Song Zhi, Cai Dehan, Sun Yanni, Wang Lusheng
Department of Computer Science, City University of Hong Kong, Kowloon, Hong Kong SAR (HKG), China.
Department of Electrical Engineering, City University of Hong Kong, Kowloon, Hong Kong SAR (HKG), China.
Gigascience. 2025 Jan 6;14. doi: 10.1093/gigascience/giaf063.
Viral genome analysis is crucial for understanding virus evolution and mutation. Investigations into viral evolutionary dynamics and mutation patterns have garnered significant research attention since the outbreak of COVID-19. The basic structure of many virus genomes is highly conserved [1]. RNA viruses have high mutation rates, and single-nucleotide variations may induce substantial phenotypic alterations in terms of viral function and pathogenicity. Thus, special assembly methods are required for viral genome analysis.

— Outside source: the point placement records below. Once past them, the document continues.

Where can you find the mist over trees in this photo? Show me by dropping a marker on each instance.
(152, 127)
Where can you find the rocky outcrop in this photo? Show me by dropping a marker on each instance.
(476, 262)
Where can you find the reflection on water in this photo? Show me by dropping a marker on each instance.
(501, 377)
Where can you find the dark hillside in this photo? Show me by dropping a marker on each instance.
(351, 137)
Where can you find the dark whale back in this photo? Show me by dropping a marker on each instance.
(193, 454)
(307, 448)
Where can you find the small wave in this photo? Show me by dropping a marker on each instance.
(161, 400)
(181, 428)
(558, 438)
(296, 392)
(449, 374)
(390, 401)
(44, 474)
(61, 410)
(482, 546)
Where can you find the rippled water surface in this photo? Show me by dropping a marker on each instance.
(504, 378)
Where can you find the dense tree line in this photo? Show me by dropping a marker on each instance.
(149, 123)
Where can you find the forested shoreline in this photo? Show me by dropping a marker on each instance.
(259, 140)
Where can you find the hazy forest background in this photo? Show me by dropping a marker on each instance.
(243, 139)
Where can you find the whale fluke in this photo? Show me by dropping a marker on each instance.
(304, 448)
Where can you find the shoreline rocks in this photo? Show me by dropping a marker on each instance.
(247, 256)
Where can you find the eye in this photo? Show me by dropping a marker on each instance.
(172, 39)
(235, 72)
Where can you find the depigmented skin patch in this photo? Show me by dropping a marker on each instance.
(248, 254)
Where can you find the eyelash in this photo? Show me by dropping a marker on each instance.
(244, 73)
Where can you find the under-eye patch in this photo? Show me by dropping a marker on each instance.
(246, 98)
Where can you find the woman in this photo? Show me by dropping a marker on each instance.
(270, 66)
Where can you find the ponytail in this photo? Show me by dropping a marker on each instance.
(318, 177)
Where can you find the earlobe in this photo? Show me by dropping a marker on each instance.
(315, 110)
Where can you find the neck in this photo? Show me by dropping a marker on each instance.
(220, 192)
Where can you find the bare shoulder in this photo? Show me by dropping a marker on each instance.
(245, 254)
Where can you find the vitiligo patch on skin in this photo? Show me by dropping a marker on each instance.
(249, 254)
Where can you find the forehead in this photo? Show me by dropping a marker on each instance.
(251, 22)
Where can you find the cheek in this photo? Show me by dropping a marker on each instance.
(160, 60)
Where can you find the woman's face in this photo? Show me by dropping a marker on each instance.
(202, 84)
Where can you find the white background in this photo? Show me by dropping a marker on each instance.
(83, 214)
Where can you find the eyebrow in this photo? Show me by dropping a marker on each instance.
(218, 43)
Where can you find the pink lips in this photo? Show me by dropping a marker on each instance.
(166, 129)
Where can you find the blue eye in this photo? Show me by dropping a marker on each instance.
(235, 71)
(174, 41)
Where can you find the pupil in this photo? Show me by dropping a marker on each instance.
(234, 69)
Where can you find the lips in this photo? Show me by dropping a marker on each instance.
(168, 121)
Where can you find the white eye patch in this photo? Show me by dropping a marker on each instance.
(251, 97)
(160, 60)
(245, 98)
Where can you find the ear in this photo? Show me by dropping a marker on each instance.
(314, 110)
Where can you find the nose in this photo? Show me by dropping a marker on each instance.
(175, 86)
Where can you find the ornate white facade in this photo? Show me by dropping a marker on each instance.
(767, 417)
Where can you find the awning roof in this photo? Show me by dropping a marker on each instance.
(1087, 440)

PVGA starts with a reference genome and the sequencing reads. The first step in PVGA involves constructing an alignment graph based on a reference genome and the set of input sequencing reads. Then the optimal genomic path is determined through dynamic programming, maximizing the cumulative edge weights that reflect read support density across the alignment graph. The obtained path corresponds to a refined genome. Finally, we repeat the process by using the new reference genomes until no further improvement is possible. We evaluate PVGA's performance across both assembly and polishing tasks using simulated and real datasets, including both long reads and short reads. The experiments demonstrate that PVGA always outperforms popular existing programs in terms of the quality of assembly results, while the running time of our method is compatible to others. In particular, simulated Nanopore datasets show that our method can correctly report the true genomes with 0 mismatches and 0 indels.
PVGA is a novel viral genome assembler that seamlessly integrates assembly and polishing into a unified workflow. Its design prioritizes high accuracy, enabling the detection of subtle genomic variations that can impact viral function and pathogenicity. By addressing the unique challenges of viral genome assembly, PVGA provides a reliable and precise solution for advancing our understanding of viral evolution and behavior.
病毒基因组分析对于理解病毒进化和突变至关重要。自新冠疫情爆发以来,对病毒进化动态和突变模式的研究受到了广泛关注。许多病毒基因组的基本结构高度保守[1]。RNA病毒具有较高的突变率,单核苷酸变异可能会在病毒功能和致病性方面引起显著的表型改变。因此,病毒基因组分析需要特殊的组装方法。
PVGA以参考基因组和测序读段作为起始。PVGA的第一步是基于参考基因组和输入的测序读段集构建一个比对图。然后通过动态规划确定最优基因组路径,使反映比对图上读段支持密度的累积边权重最大化。得到的路径对应一个优化后的基因组。最后,我们使用新的参考基因组重复这个过程,直到无法进一步改进为止。我们使用模拟和真实数据集,包括长读段和短读段,评估PVGA在组装和优化任务中的性能。实验表明PVGA在组装结果质量方面总是优于现有的流行程序,而我们方法的运行时间与其他方法相当。特别是,模拟的纳米孔数据集表明我们的方法能够正确报告无错配和无插入缺失的真实基因组。
PVGA是一种新型的病毒基因组组装工具,它将组装和优化无缝集成到一个统一的工作流程中。其设计优先考虑高精度,能够检测出可能影响病毒功能和致病性的细微基因组变异。通过应对病毒基因组组装的独特挑战,PVGA为推进我们对病毒进化和行为的理解提供了一个可靠且精确的解决方案。